そして、二ヶ月前に最後の方で封切って、観ることが出来なかったこのSF。9年まえに「地球外生命体」に支配された地球?という設定。実際は、アメリカがエイリアンに制圧されているということなのだろう。あまり、詳細が説明されておらず、細かい設定もわかりにくい。ただ、支配するものがいて、そこに寄生するように従う人々がいる。その逆らえない強大な力に対し、故郷を取り返そうとするレジスタンスの一味。彼らがテロを実行し、結果的には、うまくいかない過程を描いた映画である。
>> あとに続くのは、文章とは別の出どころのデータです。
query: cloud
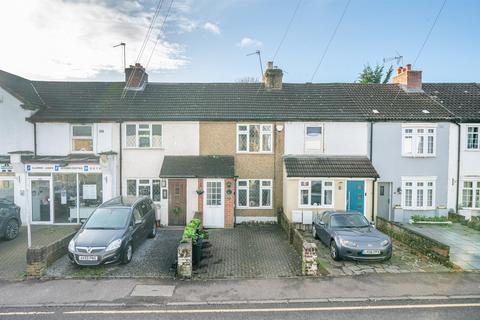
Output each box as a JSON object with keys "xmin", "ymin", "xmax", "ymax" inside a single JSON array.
[
  {"xmin": 203, "ymin": 22, "xmax": 220, "ymax": 35},
  {"xmin": 237, "ymin": 37, "xmax": 263, "ymax": 48},
  {"xmin": 0, "ymin": 0, "xmax": 188, "ymax": 80}
]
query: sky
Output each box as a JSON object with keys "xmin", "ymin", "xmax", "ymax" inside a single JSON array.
[{"xmin": 0, "ymin": 0, "xmax": 478, "ymax": 83}]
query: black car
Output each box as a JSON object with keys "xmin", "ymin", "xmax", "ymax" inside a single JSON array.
[
  {"xmin": 0, "ymin": 199, "xmax": 21, "ymax": 240},
  {"xmin": 313, "ymin": 211, "xmax": 392, "ymax": 261},
  {"xmin": 68, "ymin": 196, "xmax": 157, "ymax": 266}
]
映画は、テロ映画という認識の中で、緊迫感ある流れで色も音も統一感があり、なかなか格好いい作りである。役者たちもなかなか味があるのだが、今ひとつ、飛び出してくるものがなく、日本人からすると、顔の区別がつきにくく、その辺りは結構辛かった。映像の流れのままに寄り添って、映像体験としては心地よかったが、どうも内容が、イマイチ見えてこない感じで、結果的にはモヤモヤしたまま劇場をさる。
エイリアンの造形のモデルは、「ウニ」であろう。尖った針に襲われる最初のシーンでそう思った。何か臓物もウニみたいだった。確かにウニというのは、異次元から来たような生命体である。でかいウニが世の中を襲い出したら、もう生きていくのも辛くなるだろう。
そういうことを考えながら観ていくと、これは「マタンゴ」と似たような映画なのだろうなと思えてきた。エイリアンに従ったものが、ウニになるわけではないのだが、寄生するということは、自己をウニに投げ出してしまったということだからだ。寄生したものは、支配者に逆らわない。そういう映画には、救いはない。ここでも、結果的にテロは成功しないし、それを仕込んだ人間の相関を見直しても、あまり面白味はない。ドラマとしてはしっくりこなかった。
そして、近未来と言いながら、どうも、アナログな20世紀世界が映画の中に出てくる。アナログレコード、公衆電話。携帯は出てくるが、これも旧式。電話はほぼ大きな受話器を使っている。そういう美術設定なのだろう。つまり、昔よく描かれたSF世界の再現なのだ。そういうファンタジーと考えればそれもありではある。手塚治虫の原作をこういう感じで映画化するのはありだろうとは思う。
全体のトーンはしっかり守られている映画なので、観終わった後の気分は不快ではなかったが、内容的には理解できない部分が多く、それがフラストレーションになった。オチで、出てくる彼らの関係性、9年前の日常を見せられても、そういう意味ではあまりショッキングには見えてこなかったのが現実。
まあ、このラストによって、いつ日常が砕けて、異次元に落ちるかわからないよ!ということを言いたいのだろう。それは、今我々がたつウィルス禍の世界にシンクロしてくるのは、たまたまだろうが、いろいろ考えさせられる。この映画のように、数年前に家族のビデオを再生して、今の生活に落ち込む人もいるだろうから、ある意味予言的な一面を持ってしまった作品である。
VFXで派手なSF世界が多い中、ハードボイルド的な一本。好きな人は結構いるだろうし、否定しきれない一本である。